As it seems with everyone else who has posted, my husband and I were suckered into purchasing term 80 policies and a 325k whole-life policy EACH by a NWM agent.
Good news. It’s been exactly one year only.
Bad news, we’ve still dumped over $7000 into the whole life policies alone and now have cash values together totaling a whopping $173.
Reading about ways to preserve the loss that you’ve posted (thank you!), how do we calculate whether it is more cost effective to transfer it to a VA with Vanguard or just to take the loss on the taxes? Or is it even worth the time?
Thank you.
Not worth the time. Unfortunately the IRS has tightened up the rules, and you can no longer claim the loss anymore. If you only have <$200 in cash value, don't even bother with the variable annuity. Cut your losses asap. Sounds like you already have term life insurance in place, so as long as that's enough coverage, cancel these policies.
It hurts to lose the money, but the fact that you caught it within a year is great! You've saved a lot of money by not throwing good money after bad. Nicely done. I wish that my had been so lucky.
It’s not the size of the cash value that determines whether it’s worth the VA thing, it’s the size of the loss.
Of course, there’s a minimum purchase for a VA, so a low cash value does have that issue.
I do think that the size of the cash value relative to the basis matters, too.
Hypothetical (and a not likely, truly horrendous) scenario:
$100k basis
$3k cash value, which let’s say is just enough for a variable annuity
Are you going to buy a variable annuity with higher fees waiting for it to grow back to $100k?

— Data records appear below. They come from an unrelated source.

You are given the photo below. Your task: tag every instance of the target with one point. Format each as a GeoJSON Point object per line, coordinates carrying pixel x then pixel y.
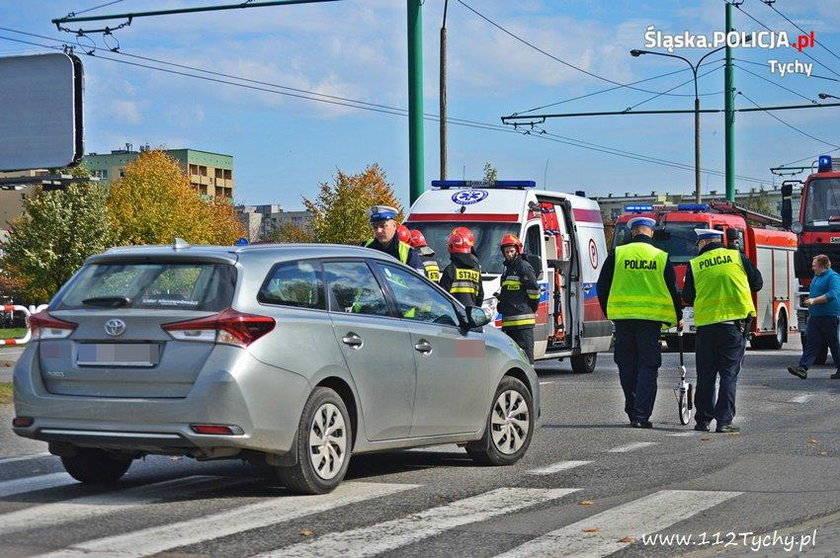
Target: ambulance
{"type": "Point", "coordinates": [563, 236]}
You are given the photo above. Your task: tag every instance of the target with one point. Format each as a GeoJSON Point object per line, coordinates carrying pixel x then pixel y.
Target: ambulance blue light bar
{"type": "Point", "coordinates": [824, 164]}
{"type": "Point", "coordinates": [638, 208]}
{"type": "Point", "coordinates": [692, 207]}
{"type": "Point", "coordinates": [509, 184]}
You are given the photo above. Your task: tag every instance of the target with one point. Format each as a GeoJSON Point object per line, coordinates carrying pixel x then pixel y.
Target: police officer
{"type": "Point", "coordinates": [427, 255]}
{"type": "Point", "coordinates": [462, 277]}
{"type": "Point", "coordinates": [719, 283]}
{"type": "Point", "coordinates": [385, 239]}
{"type": "Point", "coordinates": [637, 290]}
{"type": "Point", "coordinates": [519, 296]}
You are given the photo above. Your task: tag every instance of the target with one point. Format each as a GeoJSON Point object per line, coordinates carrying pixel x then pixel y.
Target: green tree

What if it were a $50k basis? $25k basis? I’d probably just cut my losses here because the time needed for it grow back to the basis.
To get a $97K loss? (really $97K in free gains) You betcha. I sure would. I’d probably do it for $25K. But not $2K.
Not sure whether the basis of your annuity would be 3k, or 100k. I think it’s the latter and in such case you can still claim a partial loss later. You don’t have to wait for the annuity to grow back to 100k.
Also, what is this new IRS rule, mentioned 2 posts back, that bars one from taking the loss on a whole life insurance ?
You never could take one on whole life. The new rule is that you can’t really take it on an annuity, so you just have to let it grow back to basis then surrender it.
Therefore, from the point of view of the annuity, funding it with fresh money, or with money coming from a WLI is exactly the same ?
Then, why not simply cash out the WLI value ? What’s the advantage of the annuity ?
You get the gains up to the basis tax-free.
Hello, thanks for this blog post, was a great find when I was looking to resolve an issue with a policy, also with NWML. I have a policy that started 40 years ago and has 4,000 paid into it (basis). It grew to $60k over 40 years and is paid up but I have also taken $58k in loans and interest over the years. It is now going to lapse if nothing is done as the loan amount is 99% of the cash value and the annual dividends ($1100) are less than the annual interest ($2900). There is a few hundred dollars of cash value remaining in the policy for now until the next interest payment comes up. I called Northwest Mutual about doing a 1035 of the cash value into an annuity (and I would pay in whatever needed to get to the minimum required for annuity) and they told me that due to the loan on the policy, it would not be tax free since the IRS rules is that if there is a loan then you either need to transfer the loan in the 1035 or pay taxes on the lesser of the loan balance or gains in the policy. Both the loan balance and the gains are close to $60k. Do I have any other solution to avoid the lapse and the taxes on the gains other than paying into the policy to keep it alive? Is 1035 into annuity as outlined in this blog post really not an option due to the large loan on the policy? Thanks again! – Art
That’s a good question. I don’t know, but I suspect they’re right and you’ve either got to pay off the loan or pay some tax. Not quite the way it was sold to you, is it?